Cuando se profundiza un poco, inmediatamente se descubre que la distancia emocional que separa a un italiano de un alemán o a un sueco de un portugués es mucho mayor que la que los aleja de Estados Unidos. Al fin y al cabo, Estados Unidos ha sido el crisol donde se forjó la criatura europea. Fue en Estados Unidos donde los irlandeses, los italianos, los alemanes, los ingleses, los escandinavos, los polacos, los rusos, y luego los mexicanos, los puertorriqueños o los cubanos, dieron forma a la única criatura realmente panoccidental que ha existido: los estadounidenses, ese ser variopinto y mestizo construido con los retazos de inmigraciones del resto del mundo, absorbidos y cohesionados por la vieja mirada de la cultura grecolatina, los valores espirituales judeocristianos y el modo de organización social preconizado por los británicos.

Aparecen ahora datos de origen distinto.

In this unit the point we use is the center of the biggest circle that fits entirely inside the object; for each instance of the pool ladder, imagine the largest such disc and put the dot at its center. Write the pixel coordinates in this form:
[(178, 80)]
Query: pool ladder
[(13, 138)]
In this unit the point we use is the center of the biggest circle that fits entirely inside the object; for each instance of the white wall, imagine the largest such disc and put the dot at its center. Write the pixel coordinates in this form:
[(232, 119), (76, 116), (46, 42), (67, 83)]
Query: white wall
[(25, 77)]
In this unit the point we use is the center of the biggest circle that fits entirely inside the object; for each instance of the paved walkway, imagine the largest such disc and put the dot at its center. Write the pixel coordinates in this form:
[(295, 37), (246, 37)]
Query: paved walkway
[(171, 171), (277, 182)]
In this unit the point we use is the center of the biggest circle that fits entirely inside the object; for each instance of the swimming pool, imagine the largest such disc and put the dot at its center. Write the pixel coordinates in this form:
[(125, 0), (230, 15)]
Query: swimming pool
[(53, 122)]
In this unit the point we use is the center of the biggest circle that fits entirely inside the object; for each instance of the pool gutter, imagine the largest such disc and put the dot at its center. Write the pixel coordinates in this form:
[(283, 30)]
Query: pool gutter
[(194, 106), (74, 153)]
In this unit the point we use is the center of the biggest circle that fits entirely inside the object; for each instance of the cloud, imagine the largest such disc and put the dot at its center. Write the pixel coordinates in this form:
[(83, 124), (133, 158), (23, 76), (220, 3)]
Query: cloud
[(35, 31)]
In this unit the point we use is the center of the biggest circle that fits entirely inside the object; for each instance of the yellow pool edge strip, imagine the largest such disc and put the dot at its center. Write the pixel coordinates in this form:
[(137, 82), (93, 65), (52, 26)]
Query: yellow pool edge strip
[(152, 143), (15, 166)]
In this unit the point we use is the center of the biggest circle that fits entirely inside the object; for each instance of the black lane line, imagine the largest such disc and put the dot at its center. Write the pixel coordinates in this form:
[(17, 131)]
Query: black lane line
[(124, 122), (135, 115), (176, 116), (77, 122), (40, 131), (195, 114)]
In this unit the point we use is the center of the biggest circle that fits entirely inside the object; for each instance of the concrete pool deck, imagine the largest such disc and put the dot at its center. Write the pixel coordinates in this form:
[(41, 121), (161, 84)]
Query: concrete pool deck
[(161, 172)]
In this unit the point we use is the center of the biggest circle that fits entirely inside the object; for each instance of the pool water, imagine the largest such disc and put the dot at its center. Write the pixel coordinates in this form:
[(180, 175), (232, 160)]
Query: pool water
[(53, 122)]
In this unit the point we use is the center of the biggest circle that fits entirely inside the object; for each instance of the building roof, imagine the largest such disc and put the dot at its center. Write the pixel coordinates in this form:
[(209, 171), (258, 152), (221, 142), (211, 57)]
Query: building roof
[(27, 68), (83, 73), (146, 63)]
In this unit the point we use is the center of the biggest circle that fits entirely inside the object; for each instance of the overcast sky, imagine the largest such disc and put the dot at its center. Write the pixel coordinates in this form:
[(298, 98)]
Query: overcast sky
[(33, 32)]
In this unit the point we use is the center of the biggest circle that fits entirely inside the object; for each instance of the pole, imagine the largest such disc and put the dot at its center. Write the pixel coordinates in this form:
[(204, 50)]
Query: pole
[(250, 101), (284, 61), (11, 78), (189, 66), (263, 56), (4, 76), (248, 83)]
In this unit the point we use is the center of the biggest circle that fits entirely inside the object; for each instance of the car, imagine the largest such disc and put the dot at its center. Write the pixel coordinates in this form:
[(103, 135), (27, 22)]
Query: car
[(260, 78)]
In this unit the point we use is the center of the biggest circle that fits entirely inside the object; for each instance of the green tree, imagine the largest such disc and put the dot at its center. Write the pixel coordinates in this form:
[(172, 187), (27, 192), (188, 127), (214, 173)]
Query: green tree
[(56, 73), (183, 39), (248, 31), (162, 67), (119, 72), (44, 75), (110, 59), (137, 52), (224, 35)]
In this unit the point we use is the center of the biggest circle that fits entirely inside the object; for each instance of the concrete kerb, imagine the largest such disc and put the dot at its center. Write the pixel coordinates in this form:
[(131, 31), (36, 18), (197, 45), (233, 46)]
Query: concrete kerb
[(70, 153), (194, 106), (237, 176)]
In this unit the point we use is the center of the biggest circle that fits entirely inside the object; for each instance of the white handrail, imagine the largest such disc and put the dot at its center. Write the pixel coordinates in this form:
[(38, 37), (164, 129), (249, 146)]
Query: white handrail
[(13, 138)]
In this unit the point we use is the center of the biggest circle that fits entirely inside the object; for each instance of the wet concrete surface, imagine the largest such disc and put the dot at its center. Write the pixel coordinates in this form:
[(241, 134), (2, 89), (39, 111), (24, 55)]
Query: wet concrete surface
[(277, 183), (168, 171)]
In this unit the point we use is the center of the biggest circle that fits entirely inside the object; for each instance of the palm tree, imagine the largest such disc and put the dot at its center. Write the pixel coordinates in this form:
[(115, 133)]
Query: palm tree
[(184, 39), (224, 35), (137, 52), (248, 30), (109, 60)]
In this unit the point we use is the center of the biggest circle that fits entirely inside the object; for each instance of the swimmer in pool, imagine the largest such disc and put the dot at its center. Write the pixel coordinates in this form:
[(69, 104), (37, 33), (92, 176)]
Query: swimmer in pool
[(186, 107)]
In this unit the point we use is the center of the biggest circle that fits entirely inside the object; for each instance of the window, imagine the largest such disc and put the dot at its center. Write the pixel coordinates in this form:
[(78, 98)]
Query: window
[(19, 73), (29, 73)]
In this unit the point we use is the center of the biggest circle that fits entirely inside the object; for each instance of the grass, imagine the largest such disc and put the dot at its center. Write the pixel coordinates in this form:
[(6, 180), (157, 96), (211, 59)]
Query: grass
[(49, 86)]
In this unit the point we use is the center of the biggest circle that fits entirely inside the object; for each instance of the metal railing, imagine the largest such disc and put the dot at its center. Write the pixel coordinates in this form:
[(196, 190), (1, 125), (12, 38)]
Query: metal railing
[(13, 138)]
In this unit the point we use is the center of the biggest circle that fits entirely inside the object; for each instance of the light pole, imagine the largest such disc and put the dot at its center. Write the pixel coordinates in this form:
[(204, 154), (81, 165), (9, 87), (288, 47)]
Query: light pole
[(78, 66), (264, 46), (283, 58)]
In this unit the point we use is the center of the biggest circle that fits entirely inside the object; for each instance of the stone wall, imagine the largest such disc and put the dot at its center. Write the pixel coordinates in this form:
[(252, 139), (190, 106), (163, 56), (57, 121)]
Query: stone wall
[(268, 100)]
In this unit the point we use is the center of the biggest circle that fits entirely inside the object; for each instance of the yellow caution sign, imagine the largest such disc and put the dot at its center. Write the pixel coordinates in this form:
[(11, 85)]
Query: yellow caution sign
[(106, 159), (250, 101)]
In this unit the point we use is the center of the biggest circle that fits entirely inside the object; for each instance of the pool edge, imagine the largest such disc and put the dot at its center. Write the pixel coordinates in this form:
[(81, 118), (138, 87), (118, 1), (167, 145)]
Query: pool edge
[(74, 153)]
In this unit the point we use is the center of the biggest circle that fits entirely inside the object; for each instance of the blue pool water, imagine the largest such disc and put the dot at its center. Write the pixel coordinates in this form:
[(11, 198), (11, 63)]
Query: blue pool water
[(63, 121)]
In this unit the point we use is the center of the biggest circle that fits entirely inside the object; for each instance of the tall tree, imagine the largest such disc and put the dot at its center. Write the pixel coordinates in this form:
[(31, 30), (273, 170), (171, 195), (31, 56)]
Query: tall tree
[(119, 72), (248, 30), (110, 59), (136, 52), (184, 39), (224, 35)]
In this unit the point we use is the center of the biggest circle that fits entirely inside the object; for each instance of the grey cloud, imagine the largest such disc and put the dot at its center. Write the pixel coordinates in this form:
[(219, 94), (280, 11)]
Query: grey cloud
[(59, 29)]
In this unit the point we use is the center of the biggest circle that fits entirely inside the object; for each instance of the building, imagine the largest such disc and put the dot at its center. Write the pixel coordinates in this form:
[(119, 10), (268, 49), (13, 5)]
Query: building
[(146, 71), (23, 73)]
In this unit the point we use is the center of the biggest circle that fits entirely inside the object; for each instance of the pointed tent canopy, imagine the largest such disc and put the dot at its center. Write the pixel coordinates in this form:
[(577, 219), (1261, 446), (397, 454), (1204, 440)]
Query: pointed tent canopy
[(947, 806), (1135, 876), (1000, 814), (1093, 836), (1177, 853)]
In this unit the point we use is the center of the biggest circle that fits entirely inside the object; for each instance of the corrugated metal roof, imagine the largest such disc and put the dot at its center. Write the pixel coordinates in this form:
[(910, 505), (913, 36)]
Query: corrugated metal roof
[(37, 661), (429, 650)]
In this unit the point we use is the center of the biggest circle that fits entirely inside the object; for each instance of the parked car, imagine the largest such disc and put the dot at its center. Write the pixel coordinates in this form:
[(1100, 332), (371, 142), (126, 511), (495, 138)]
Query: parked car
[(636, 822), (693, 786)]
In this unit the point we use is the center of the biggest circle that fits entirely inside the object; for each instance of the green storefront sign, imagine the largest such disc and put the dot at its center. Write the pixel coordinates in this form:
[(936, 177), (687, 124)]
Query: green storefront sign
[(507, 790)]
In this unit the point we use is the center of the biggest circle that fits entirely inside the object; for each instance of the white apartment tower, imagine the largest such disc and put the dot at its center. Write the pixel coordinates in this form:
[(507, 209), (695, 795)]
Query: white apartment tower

Lo sensato, pues, no es intentar “equilibrar” el poderío norteamericano oponiéndole otra fuerza hostil y diferente, sino fortalecer ese inmenso espacio “occidental” en el que comparecen Estados Unidos y Europa, y que hoy incluye a países como Japón y Corea del Sur y a toda América Latina -con excepciones rabiosas y antiguas como la Venezuela de Chávez o la Cuba de Castro-, porque ahí radica la posibilidad de alcanzar algún día ese viejo sueño de un mundo sin guerras. Lo otro, lo que barrunta Chirac, es jugar irresponsablemente con fuego.